Manajemen Berbasis Sekolah (MBS) bertujuan untuk meningkatkan kinerja sekolah melalui pemberian kewenangan dan tanggung jawab yang lebih besar kepada sekolah yang dilaksanakan berdasarkan prinsip-prinsip tata sekolah yang baik yaitu partisipasi, transparansi, dan akuntabilitas. Peningkatan kinerja sekolah yang dimaksud meliputi peningkatan kualitas, efektivitas, efisiensi, produktivitas, dan inovasi pendidikan (Depdiknas, 2007 : 16).
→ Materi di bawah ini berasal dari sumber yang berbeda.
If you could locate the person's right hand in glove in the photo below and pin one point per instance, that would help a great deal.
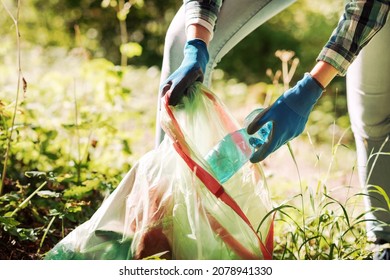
(193, 66)
(288, 114)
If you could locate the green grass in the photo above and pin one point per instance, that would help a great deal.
(80, 127)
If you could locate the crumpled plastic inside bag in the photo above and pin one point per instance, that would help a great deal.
(169, 206)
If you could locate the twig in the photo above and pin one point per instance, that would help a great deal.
(20, 79)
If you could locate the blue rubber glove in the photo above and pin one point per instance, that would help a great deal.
(192, 68)
(288, 114)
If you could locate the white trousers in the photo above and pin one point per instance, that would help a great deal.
(236, 20)
(368, 93)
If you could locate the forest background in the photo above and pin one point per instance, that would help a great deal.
(78, 90)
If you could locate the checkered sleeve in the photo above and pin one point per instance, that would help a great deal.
(203, 12)
(359, 23)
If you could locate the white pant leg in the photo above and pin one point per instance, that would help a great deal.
(236, 20)
(368, 93)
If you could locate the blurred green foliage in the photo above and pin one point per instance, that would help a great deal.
(84, 120)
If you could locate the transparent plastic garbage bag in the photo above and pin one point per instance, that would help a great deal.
(169, 206)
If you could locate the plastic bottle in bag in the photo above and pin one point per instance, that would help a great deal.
(235, 149)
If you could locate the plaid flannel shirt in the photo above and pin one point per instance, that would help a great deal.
(359, 23)
(203, 12)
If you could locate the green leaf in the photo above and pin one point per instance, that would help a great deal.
(131, 49)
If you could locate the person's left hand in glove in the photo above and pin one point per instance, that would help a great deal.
(193, 66)
(290, 112)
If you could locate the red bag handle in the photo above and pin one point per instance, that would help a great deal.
(213, 185)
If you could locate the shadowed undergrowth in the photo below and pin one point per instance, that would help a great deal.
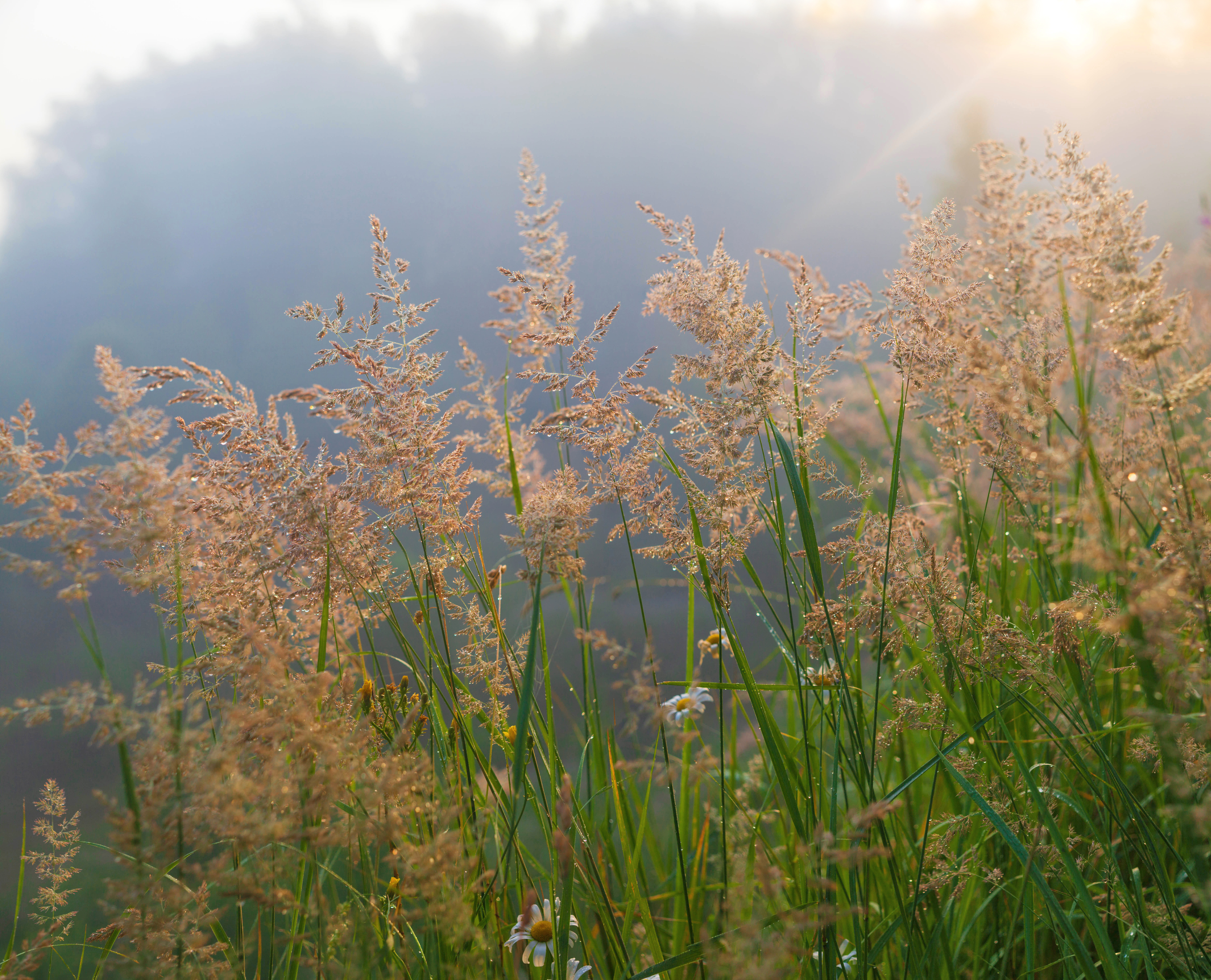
(961, 732)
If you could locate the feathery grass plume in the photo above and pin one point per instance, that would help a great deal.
(951, 536)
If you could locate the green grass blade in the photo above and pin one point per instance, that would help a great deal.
(21, 886)
(1032, 868)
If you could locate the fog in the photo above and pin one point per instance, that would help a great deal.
(181, 212)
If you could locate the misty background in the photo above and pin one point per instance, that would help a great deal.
(181, 210)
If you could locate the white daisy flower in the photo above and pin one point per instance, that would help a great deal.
(683, 706)
(537, 931)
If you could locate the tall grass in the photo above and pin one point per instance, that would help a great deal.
(957, 731)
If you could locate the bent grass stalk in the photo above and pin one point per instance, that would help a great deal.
(966, 739)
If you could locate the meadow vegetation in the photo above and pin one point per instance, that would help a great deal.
(959, 733)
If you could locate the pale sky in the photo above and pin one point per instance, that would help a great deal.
(53, 51)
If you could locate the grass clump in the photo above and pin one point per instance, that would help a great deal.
(947, 715)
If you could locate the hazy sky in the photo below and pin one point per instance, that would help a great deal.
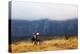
(34, 11)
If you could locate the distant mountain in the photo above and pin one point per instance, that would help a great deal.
(25, 28)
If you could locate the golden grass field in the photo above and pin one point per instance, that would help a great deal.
(48, 45)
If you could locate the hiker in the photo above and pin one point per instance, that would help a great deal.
(35, 38)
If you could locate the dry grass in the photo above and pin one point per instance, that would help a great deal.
(57, 44)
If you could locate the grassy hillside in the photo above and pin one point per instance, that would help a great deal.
(47, 45)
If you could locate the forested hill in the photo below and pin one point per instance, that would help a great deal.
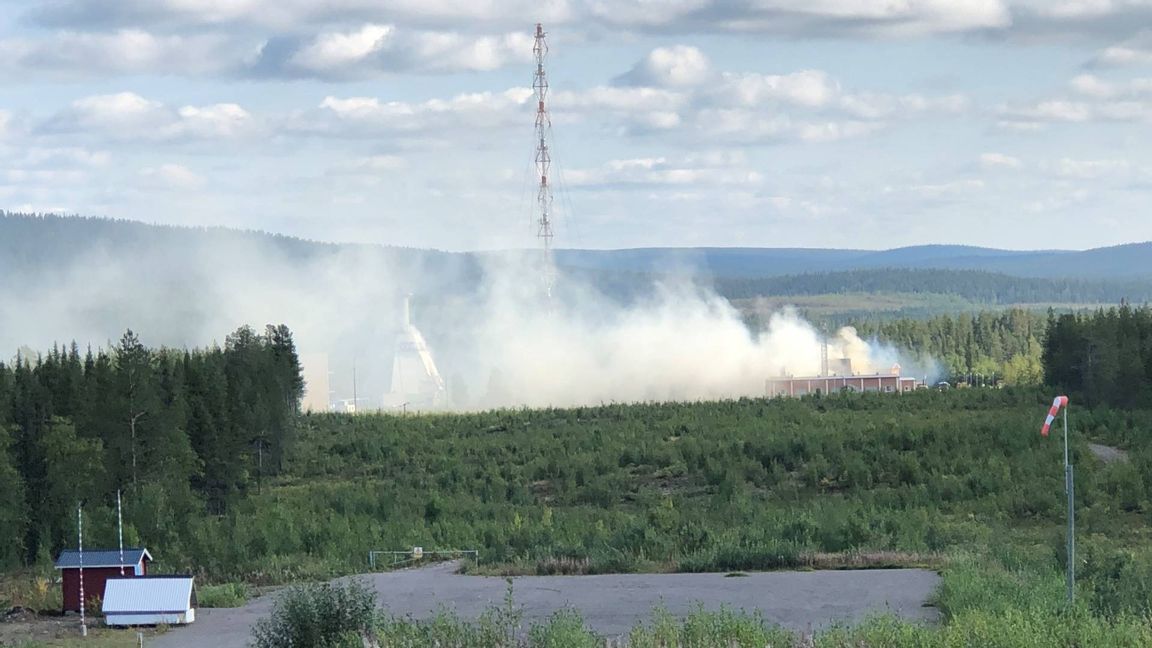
(88, 279)
(33, 242)
(1128, 261)
(975, 286)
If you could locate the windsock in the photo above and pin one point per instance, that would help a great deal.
(1060, 401)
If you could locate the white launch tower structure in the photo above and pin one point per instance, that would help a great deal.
(416, 382)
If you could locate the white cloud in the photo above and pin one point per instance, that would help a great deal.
(373, 50)
(712, 168)
(1091, 170)
(790, 17)
(999, 160)
(679, 66)
(126, 51)
(1096, 100)
(173, 176)
(355, 115)
(127, 115)
(804, 88)
(1094, 87)
(65, 156)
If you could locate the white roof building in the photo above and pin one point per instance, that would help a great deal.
(149, 601)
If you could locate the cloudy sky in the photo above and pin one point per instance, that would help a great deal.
(874, 123)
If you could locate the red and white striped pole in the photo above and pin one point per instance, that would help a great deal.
(80, 533)
(1058, 405)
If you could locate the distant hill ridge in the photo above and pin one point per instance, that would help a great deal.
(1127, 261)
(28, 241)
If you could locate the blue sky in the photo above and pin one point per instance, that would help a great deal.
(872, 123)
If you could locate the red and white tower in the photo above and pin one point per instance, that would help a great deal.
(543, 159)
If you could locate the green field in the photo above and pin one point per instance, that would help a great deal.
(961, 481)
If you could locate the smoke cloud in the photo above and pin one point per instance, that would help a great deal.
(495, 340)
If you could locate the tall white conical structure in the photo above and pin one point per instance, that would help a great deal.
(416, 382)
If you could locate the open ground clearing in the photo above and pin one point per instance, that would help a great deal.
(613, 603)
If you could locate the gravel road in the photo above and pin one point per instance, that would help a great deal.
(611, 604)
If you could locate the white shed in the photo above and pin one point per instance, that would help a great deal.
(149, 601)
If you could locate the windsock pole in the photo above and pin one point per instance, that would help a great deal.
(1070, 489)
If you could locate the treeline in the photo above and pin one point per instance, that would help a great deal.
(1105, 356)
(977, 286)
(179, 431)
(982, 347)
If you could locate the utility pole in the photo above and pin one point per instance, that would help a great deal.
(543, 160)
(131, 426)
(120, 530)
(80, 543)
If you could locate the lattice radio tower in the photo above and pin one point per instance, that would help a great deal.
(543, 159)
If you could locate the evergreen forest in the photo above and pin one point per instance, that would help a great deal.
(222, 477)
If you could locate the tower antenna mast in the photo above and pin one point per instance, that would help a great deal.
(543, 159)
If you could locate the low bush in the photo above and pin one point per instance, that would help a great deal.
(227, 595)
(319, 616)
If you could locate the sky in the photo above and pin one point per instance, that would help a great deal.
(846, 123)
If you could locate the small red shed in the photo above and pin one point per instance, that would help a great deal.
(99, 565)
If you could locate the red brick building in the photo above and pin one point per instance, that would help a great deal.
(797, 386)
(99, 565)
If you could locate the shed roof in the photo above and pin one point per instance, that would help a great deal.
(69, 558)
(148, 595)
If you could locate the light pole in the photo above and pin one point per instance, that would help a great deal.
(1061, 402)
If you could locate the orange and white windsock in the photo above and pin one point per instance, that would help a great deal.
(1060, 401)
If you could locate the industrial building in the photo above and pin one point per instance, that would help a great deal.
(838, 376)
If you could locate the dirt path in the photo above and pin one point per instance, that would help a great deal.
(612, 604)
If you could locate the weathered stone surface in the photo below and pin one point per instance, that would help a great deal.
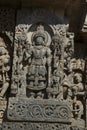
(24, 109)
(46, 90)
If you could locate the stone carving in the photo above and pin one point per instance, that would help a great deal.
(39, 126)
(38, 110)
(47, 79)
(4, 76)
(5, 68)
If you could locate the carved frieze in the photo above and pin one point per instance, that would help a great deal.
(47, 82)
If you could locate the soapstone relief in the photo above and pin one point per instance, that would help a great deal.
(47, 84)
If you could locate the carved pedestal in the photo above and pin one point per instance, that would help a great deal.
(47, 87)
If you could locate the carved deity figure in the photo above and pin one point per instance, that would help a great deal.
(39, 61)
(78, 86)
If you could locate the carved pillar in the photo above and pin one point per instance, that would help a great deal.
(47, 88)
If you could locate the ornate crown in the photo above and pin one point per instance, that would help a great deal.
(40, 33)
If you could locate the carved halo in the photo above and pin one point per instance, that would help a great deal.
(39, 32)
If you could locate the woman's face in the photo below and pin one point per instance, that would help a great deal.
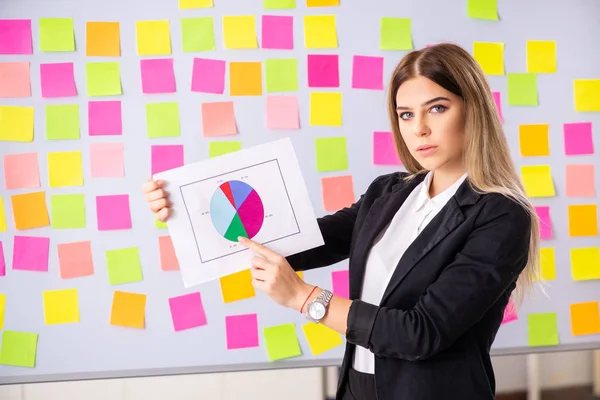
(432, 123)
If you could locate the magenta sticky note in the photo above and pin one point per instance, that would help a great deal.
(30, 253)
(112, 212)
(158, 75)
(323, 70)
(578, 138)
(208, 76)
(367, 72)
(242, 331)
(187, 311)
(58, 80)
(277, 32)
(15, 36)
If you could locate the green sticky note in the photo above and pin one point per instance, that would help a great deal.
(124, 265)
(331, 154)
(197, 34)
(56, 34)
(162, 119)
(62, 122)
(282, 342)
(282, 74)
(68, 211)
(103, 78)
(18, 349)
(542, 329)
(395, 34)
(522, 89)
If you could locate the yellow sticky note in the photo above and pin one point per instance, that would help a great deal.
(320, 32)
(490, 57)
(537, 180)
(239, 32)
(64, 168)
(61, 306)
(153, 37)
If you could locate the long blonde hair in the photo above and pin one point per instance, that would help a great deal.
(487, 157)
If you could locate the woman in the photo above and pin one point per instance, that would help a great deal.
(434, 254)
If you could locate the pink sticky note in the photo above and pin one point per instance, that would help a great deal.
(15, 36)
(165, 157)
(578, 138)
(104, 118)
(30, 253)
(242, 331)
(323, 70)
(384, 149)
(367, 72)
(277, 32)
(58, 80)
(158, 75)
(21, 171)
(14, 79)
(282, 112)
(208, 76)
(106, 160)
(187, 311)
(112, 212)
MBS memiliki unsur pokok sekolah (constituent) memegang kontrol yang lebih besar pada setiap kejadian di sekolah. Unsur pokok sekolah inilah yang kemudian menjadi lembaga non-struktural yang disebut komite sekolah sekolah yang anggotanya terdiri dari guru, kepala sekolah, administrator, orang tua, anggota masyarakat dan murid.